Nem uma única sanção contra o governo de Netanyahu. Muito menos o bloqueio das contas dos magnatas sionistas envolvidos no massacre do povo palestino. Absolutamente nada. Enquanto eles expõem sua vergonha, a União Europeia rasga as vestes. Ela levanta sua voz para exigir respeito por seu aliado Volodymyr Zelensky. Assim, a presidenta da Comissão Europeia, Ursula von der Leyen, decidiu ir a Kiev por ocasião do terceiro aniversário do início da guerra, em 22 de fevereiro de 2022. E lá foi ela, acompanhada por 24 de seus 27 comissários e pelo presidente do Conselho Europeu, Antonio Costa. Von der Leyen foi rápida em explicar a presença de tantos líderes pacifistas na capital ucraniana: para acelerar a entrega imediata de armas e munições à Ucrânia. E mais tarde, em Londres, chefes de Estado e de governo, em meio a banquetes e cumprimentos, reafirmaram sua convicção de continuar a guerra. Bilhões de euros serão dados às forças ucranianas, cujos soldados estão fugindo, desertando e se recusando a ir para o front por uma causa que não é deles.

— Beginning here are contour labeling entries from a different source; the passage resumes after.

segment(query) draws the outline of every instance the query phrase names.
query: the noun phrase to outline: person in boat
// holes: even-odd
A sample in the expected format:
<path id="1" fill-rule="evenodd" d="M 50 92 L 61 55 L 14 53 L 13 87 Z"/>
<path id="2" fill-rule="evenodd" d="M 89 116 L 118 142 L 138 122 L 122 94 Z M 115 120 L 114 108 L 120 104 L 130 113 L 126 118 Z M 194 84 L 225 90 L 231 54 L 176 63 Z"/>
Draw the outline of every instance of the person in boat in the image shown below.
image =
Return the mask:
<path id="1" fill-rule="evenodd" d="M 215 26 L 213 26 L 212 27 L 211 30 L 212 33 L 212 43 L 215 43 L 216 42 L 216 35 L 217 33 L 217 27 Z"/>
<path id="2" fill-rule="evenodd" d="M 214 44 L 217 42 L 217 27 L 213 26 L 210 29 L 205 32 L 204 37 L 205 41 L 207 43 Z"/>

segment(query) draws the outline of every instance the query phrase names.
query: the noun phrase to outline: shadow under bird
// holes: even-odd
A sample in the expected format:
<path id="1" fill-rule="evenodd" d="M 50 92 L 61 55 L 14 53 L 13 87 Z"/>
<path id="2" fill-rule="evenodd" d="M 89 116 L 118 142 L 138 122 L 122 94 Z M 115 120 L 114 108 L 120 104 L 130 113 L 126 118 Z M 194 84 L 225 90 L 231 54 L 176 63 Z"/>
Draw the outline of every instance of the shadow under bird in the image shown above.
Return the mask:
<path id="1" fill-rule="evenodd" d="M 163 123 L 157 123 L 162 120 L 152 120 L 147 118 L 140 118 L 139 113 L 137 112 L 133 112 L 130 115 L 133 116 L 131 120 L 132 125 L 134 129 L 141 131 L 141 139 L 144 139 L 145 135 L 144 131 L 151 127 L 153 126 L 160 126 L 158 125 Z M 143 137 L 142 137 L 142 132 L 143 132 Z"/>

Se a paz no Oriente Médio é o que realmente se deseja, por que Von der Leyen, juntamente com seus comissários, chefes de Estado e de governo, não vai à Palestina e se senta em Gaza? O mundo ocidental tem a resposta. Os ucranianos são arianos, Israel é nosso aliado, nós lhes vendemos armas, e os palestinos nem sequer são cristãos, judeus ou católicos. São hereges, que devem ser exterminados. Suas vidas são irrelevantes e dispensáveis.